Thermodynamic modeling of thorium migration behavior in Th-doped GTA tungsten electrode

A tungsten-based electrode is a crucial material for generating gas tungsten arc (GTA) heat sources, but erosion always take place to damage the tip state and further deteriorates electrode performance. The dopant evolution within tungsten is key to determining arc properties and electrode's lifespan. In this study, an integrated evaporation-diffusion simulation model is developed to investigate doped thorium (Th) atom transformation behavior in Th-doped tungsten electrode. Results show that after arcing, the tungsten electrode tip surface is divided into three zones: Th-depleted zone, Th-enriched zone, and unaltered zone.

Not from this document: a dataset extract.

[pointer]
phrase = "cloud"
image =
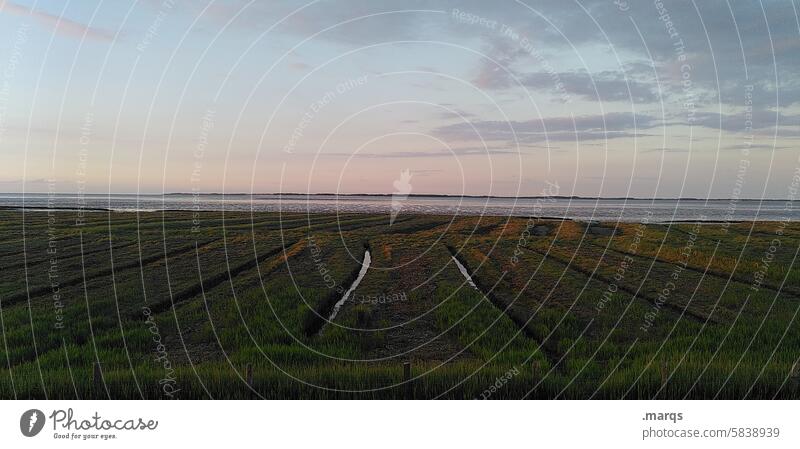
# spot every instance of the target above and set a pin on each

At 200A arcing for 300s, Th evaporation primarily occurs within 0.5 mm of electrode tip where evaporation flux quickly drops from 1.5 × 10−4 mol/(m2·s) to 0 and slower Th diffusion compared to evaporation leads to Th-depleted zone's formation. With increased arcing current from 200A to 500A, evaporation flux rises from 1.50 × 10−4 mol/(m2·s) to 0.24 mol/(m2·s), expanding the Th-depleted zone length from 0.19 mm to 0.61 mm. At 200A, Th-depleted zone grows slowly with an electrode consumption rate of 2 × 10−4 mm/s; at 500A, Th-depleted zone grows quickly with a consumption rate of 3.7 × 10−4 mm/s. This study provides critical insights into the thermodynamic behavior of Th-doped tungsten electrode in arc heat source, offering guidance for optimizing electrode performance.